For many a historic event, being there is the next best thing to watching it on television. The inauguration of Barack Obama was the exception: nearly impossible to witness fully in person, but even more difficult to experience thoroughly on the screen.
And that may be why CNN rented a satellite to take pictures from space of the multitudes around the Capitol and on the Mall. It’s also why NBC showcased a man from New Jersey who couldn’t get through a mobbed security checkpoint in time to view Mr. Obama’s speech on a Jumbotron. The man ended up calling a friend who held up the receiver to the television, allowing him to be a first-hand witness to history via cellphone.
It was a day of paradox as well as precedents. An awed nation stood on tiptoe to see the first African-American being sworn in as president of the United States after an election in which race turned out to be a minor factor.

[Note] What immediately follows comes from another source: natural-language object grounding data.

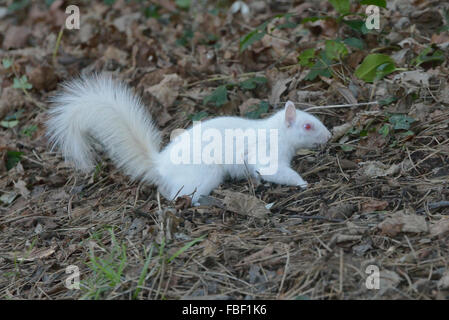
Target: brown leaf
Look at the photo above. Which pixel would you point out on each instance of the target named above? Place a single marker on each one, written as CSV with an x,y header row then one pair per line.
x,y
43,77
401,222
245,204
374,205
278,89
31,256
16,37
439,227
265,252
21,187
167,90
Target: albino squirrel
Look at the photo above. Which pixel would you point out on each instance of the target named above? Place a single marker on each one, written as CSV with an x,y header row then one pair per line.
x,y
105,109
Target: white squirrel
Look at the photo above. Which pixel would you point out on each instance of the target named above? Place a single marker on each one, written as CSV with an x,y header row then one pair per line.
x,y
107,110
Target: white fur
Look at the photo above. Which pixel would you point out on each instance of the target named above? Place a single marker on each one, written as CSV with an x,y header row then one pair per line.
x,y
106,110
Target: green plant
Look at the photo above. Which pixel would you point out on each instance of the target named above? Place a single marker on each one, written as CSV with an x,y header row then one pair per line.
x,y
374,67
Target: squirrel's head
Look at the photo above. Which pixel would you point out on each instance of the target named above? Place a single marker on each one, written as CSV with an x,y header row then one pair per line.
x,y
305,130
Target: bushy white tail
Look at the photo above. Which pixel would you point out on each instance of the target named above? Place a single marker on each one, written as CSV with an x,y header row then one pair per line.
x,y
104,109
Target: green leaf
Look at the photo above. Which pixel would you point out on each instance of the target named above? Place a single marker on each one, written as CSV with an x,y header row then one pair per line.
x,y
335,50
387,101
198,116
384,69
357,25
7,63
251,38
342,6
355,43
287,25
379,3
185,247
22,83
321,68
18,5
385,130
369,70
28,131
12,158
219,97
347,147
306,57
401,121
427,55
186,37
261,108
252,83
183,4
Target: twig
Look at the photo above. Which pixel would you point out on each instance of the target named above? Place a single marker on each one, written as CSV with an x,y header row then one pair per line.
x,y
333,106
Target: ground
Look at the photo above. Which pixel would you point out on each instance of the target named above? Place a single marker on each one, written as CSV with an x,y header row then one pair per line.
x,y
373,223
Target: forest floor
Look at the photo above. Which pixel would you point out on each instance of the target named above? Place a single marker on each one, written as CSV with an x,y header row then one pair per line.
x,y
377,205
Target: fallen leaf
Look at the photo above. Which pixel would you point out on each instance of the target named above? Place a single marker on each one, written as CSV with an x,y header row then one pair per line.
x,y
31,256
443,283
277,90
374,169
439,228
21,187
245,204
374,205
167,90
401,222
265,252
16,37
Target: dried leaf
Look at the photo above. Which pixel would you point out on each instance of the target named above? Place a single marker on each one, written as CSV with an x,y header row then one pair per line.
x,y
401,222
245,204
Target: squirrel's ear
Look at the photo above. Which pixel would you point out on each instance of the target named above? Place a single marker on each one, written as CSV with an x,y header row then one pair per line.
x,y
290,113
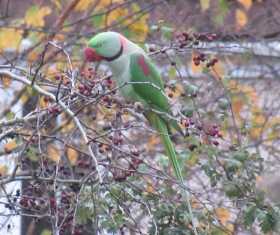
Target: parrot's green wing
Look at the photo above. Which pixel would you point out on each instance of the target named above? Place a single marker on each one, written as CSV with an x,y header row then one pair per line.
x,y
147,83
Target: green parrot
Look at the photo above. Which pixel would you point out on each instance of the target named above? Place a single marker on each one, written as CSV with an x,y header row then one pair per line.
x,y
139,81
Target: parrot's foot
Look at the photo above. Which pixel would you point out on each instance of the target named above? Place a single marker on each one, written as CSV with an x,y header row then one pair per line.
x,y
139,106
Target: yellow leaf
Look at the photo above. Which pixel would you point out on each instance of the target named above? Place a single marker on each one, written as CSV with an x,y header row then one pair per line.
x,y
258,122
107,3
35,16
43,102
223,215
57,4
10,146
218,70
196,68
137,25
116,15
10,38
204,4
230,228
240,18
3,170
84,5
53,153
153,141
6,81
150,188
237,105
246,3
72,155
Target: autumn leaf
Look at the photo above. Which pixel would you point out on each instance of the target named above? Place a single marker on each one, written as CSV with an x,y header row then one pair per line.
x,y
240,18
57,4
43,102
10,146
204,4
223,215
84,5
196,69
53,153
246,3
258,122
72,155
35,16
6,81
106,3
10,38
218,70
138,25
153,141
3,170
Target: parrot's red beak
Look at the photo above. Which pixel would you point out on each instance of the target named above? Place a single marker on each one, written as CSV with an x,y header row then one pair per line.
x,y
91,55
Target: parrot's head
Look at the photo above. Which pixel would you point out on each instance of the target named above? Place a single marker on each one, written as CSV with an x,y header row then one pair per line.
x,y
106,46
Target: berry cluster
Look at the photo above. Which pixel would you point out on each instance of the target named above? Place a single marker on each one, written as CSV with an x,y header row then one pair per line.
x,y
198,59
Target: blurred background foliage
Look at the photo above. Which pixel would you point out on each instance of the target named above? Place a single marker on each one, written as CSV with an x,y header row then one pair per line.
x,y
220,63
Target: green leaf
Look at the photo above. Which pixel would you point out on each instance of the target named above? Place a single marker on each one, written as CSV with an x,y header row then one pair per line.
x,y
223,10
172,72
10,115
250,215
31,154
232,190
97,20
83,214
267,220
46,232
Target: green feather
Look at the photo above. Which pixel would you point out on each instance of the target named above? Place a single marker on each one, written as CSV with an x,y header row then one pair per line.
x,y
160,125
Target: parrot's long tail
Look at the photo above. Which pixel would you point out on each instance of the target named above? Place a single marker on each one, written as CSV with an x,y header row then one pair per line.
x,y
161,127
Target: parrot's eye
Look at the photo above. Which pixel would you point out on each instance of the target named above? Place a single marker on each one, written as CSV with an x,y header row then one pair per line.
x,y
100,44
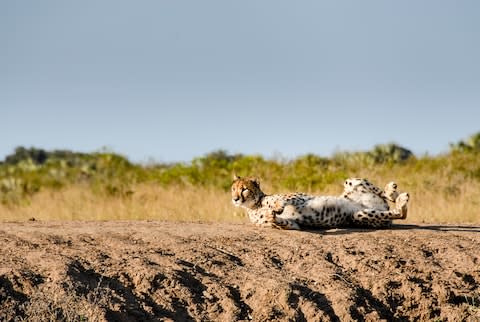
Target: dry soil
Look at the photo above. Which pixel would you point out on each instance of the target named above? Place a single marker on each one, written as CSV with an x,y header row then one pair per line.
x,y
166,271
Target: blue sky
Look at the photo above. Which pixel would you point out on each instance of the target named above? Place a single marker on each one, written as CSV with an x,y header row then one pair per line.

A unique, uncanny moment was framed by the most familiar and predictable kind of coverage and commentary: Anchors, compelled to say something, reached for trite metaphors and hyperbolic expressions of wonder (“Our secular version of a miracle,” according to one CNN commentator) that didn’t begin to match the reality unfolding live behind them. The best narration was wordless: the deafening squeals and screams that greeted Mr. Obama and his wife, Michelle, on the parade route when they got out of their limousine and walked, hand in hand, waving to the crowds. The first couple’s first dance at the Neighborhood Ball, swaying as Beyoncé sang an Etta James standard, “At Last.”